I
would like this blog to be the equivalent of a whisper. I especially want to
keep this on the down-low while in the vicinity of any teenagers.
Gather
up. Here it is. Apparently, teenage binge-drinking may provide a key to success
later in life.
According
to Norwegian sociologist Willy Pedersen, young people who knock back drinks
together may be doing more than loosening up. They may also be wiring in
valuable social skills.
Two
asides here. First, drinking alcohol at any age has a host of well-established
downsides. Second, there is some wiggle room for distrusting a sociologist
named Willy. That said, Pedersen’s long-term study tracked more than 3,000
Norwegians from early teens into adulthood and found that the hard partiers in
their late teens and early twenties ended up with higher levels of education
and income than those who barely drank at all.
The
theory is simple enough: alcohol, in a social setting, acts like a kind of
glue.
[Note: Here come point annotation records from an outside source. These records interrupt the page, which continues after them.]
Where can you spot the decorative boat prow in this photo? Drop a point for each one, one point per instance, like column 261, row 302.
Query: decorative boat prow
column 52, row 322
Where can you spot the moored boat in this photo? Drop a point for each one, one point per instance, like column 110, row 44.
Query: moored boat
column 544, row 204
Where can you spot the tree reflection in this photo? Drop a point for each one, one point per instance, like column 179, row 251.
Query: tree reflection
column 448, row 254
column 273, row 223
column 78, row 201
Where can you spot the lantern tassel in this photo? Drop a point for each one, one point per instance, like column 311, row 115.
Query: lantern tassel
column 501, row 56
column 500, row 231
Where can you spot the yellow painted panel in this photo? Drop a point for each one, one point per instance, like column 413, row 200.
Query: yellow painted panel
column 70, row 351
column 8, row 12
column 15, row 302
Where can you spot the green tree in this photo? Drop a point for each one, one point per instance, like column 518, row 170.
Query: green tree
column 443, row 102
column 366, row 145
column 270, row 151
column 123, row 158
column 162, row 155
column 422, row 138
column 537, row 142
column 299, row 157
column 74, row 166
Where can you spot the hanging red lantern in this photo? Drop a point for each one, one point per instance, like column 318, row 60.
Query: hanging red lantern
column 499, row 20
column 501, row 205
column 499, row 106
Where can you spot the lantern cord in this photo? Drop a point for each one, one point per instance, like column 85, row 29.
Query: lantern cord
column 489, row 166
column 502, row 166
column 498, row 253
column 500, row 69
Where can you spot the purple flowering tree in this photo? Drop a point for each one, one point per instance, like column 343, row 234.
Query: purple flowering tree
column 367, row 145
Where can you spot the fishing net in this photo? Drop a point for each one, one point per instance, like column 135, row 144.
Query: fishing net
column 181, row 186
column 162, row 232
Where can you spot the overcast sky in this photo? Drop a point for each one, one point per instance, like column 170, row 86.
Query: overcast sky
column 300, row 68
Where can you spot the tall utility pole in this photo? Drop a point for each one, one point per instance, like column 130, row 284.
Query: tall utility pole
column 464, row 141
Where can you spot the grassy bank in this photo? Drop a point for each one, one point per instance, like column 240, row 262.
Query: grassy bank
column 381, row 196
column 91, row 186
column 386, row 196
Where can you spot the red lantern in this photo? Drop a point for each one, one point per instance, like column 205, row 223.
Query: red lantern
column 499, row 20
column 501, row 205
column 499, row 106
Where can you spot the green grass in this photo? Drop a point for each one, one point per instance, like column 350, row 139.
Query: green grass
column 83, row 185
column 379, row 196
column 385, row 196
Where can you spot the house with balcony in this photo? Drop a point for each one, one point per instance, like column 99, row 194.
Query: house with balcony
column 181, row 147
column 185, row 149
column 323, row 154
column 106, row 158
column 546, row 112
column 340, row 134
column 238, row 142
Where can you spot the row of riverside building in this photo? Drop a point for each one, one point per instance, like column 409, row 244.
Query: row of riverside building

It helps the shy find their footing, smooths the edges of awkwardness,
and nudges doors open that might otherwise stay shut. Pedersen even points to
groups like Oxford’s infamous Bullingdon Club, a drinking society whose alumni
list reads like a political résumé.
But
before anyone hands out six-packs to teens to boost their prospects, a quiet
reminder: correlation is not destiny. As The Times of London noted, many of
these high-flyers may have already been halfway up the ladder. And it must also
be noted that some of my party-going high school buddies crashed later in life.
Still,
whispered or not, the idea lingers: maybe a little communal chaos in youth can
age into something surprisingly polished down the line.